Segurança Nacional, de Roberto Carminati (Brasil, 2010)
por Filipe Furtado

O anti-Paulo Emilio

Já na primeira seqüência, o projeto daquilo que é Segurança Nacional se descortina menos pelo que acontece – Thiago Lacerda infiltrado entre os traficantes latinos em algum buraco da Amazônia, enquanto a cavalaria do exercito se aproxima –, e mais pela forma com que cada plano parece buscar um peso icônico. Eis o raro filme de um sujeito que viu muitos outros e ganha os recursos para realizar o dele. Enquanto o exercito brasileiro se move, a câmera de Carminati parece comunicar: “veja só, podemos dar ao nosso exercito ares cool também” – só que o tempo todo existe algo de impostado nestas imagens. O desejo é genuíno, mas elas sugerem o esforço desesperado de se validar mais do que o resultado desejado.

Um primeiro olhar, preguiçoso, apontaria o resultado pífio do projeto a partir dos seus problemas mais superficiais: as fragilidades do roteiro ou o filme não ter a capacidade de produção que sustente a grandiloqüência da sua premissa. No entanto, como existem alguns tantos filmes de ação com roteiros igualmente pobres, este é só um pequeno detalhe; já o segundo defeito óbvio não deixa de dizer algo sobre o projeto como um todo. Há duas maneiras pelas quais filmes de ação de baixo orçamento podem disfarçar isso: Através de algumas saídas criativas nas construções de situações e/ou cuidado muito grande com a decupagem (chamemos isso de “método Hong Kong”); ou buscando soluções que sugiram que a ação filmada é mais ampla do que ela realmente é (chamemos isso de “método TV americana”). Não é nenhuma grande surpresa – e nenhuma grande vergonha, vale dizer – que Segurança Nacional opte pela segunda: afinal, se Roberto Carminati não parece ter habilidade para fazer muito mais, isso poderia ser o suficiente (como é o suficiente para uma série como 24 Horas), se Segurança Nacional se apresentasse de forma modesta. Como o oposto acontece, termina por expor ainda mais as limitações do seu realizador.

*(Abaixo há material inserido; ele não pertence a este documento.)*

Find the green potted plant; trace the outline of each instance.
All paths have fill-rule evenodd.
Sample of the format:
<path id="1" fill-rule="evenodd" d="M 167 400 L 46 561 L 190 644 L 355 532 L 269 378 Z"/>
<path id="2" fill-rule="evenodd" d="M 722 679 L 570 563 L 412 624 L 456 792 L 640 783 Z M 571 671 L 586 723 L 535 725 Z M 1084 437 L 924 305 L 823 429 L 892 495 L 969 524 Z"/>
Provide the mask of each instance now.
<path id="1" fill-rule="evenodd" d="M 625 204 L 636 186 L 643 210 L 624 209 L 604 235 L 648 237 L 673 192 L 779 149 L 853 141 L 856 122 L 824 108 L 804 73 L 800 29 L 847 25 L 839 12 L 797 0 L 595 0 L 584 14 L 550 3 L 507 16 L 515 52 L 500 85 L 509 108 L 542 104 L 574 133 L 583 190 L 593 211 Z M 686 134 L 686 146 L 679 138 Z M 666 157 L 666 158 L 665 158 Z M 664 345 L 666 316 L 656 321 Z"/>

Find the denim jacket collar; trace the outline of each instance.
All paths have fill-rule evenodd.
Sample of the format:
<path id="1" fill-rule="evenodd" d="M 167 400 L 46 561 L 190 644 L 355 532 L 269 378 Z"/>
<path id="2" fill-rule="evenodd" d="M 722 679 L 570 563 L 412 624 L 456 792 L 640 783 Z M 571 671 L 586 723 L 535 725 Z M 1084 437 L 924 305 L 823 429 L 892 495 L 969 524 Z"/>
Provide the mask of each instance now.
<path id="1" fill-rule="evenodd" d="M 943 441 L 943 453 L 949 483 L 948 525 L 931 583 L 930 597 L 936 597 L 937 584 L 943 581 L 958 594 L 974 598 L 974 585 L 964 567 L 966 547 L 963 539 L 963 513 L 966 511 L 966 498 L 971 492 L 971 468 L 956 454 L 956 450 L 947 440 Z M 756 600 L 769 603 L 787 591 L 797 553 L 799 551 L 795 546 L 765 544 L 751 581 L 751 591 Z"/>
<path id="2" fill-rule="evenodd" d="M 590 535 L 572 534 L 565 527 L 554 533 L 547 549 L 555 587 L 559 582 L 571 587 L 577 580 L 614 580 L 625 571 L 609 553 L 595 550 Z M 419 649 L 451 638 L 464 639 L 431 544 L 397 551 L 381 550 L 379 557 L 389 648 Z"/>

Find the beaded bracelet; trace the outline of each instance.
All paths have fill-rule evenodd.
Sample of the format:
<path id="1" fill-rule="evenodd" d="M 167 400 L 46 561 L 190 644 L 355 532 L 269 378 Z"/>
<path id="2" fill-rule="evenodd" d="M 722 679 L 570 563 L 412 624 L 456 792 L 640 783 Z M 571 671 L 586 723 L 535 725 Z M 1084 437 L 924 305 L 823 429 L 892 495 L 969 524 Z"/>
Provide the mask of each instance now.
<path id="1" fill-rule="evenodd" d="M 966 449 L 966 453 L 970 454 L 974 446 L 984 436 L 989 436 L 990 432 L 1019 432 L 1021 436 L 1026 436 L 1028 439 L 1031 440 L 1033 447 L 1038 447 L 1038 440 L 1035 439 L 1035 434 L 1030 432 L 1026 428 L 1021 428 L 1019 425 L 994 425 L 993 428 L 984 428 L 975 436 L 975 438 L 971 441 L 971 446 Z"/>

Claro que mesmo que existisse talento no comando do filme, ele ainda sofreria de vários outros defeitos. Poderíamos falar, por exemplo, em como falta a Segurança Nacional coragem de levar suas idéias ao limite. Vejamos o momento quando Thiago Lacerda vai falar com um preso que tem informações importantes, e o filme deixa entender que ele fará de tudo para fazer valer o título do filme. Na hora H, basta um discurso sobre a família para o sujeito rapidamente abrir a boca. Afinal, num cinema brasileiro de boas maneiras, jamais sobrará espaço para nosso protagonista nos deixar numa posição desconfortável.

Sejamos claros: Segurança Nacional não é péssimo por ser um filme de ação brasileiro ou por funcionar como um comercial do nosso exercito – ambas estas condições poderiam se tornar questões num filme interessante. É péssimo por uma completa inabilidade de existir como um filme, todas as demais questões suscitadas existindo somente em segundo plano. Segurança Nacional por vezes sugere a antítese da tese de Paulo Emilio sobre nossa incapacidade de copiar. Porque não existe nada de interessante por trás da incapacidade de Carminati. É uma espécie de Matar ou Correr às avessas: enquanto ali a trama parodiava o faroeste e ao mesmo tempo víamos todo o prazer de Carlos Manga de se aventurar por algumas sequencias do gênero com muita competência, aqui a trama segue sisuda até em excesso, enquanto a execução de Carminati flerta com uma parodia acidental.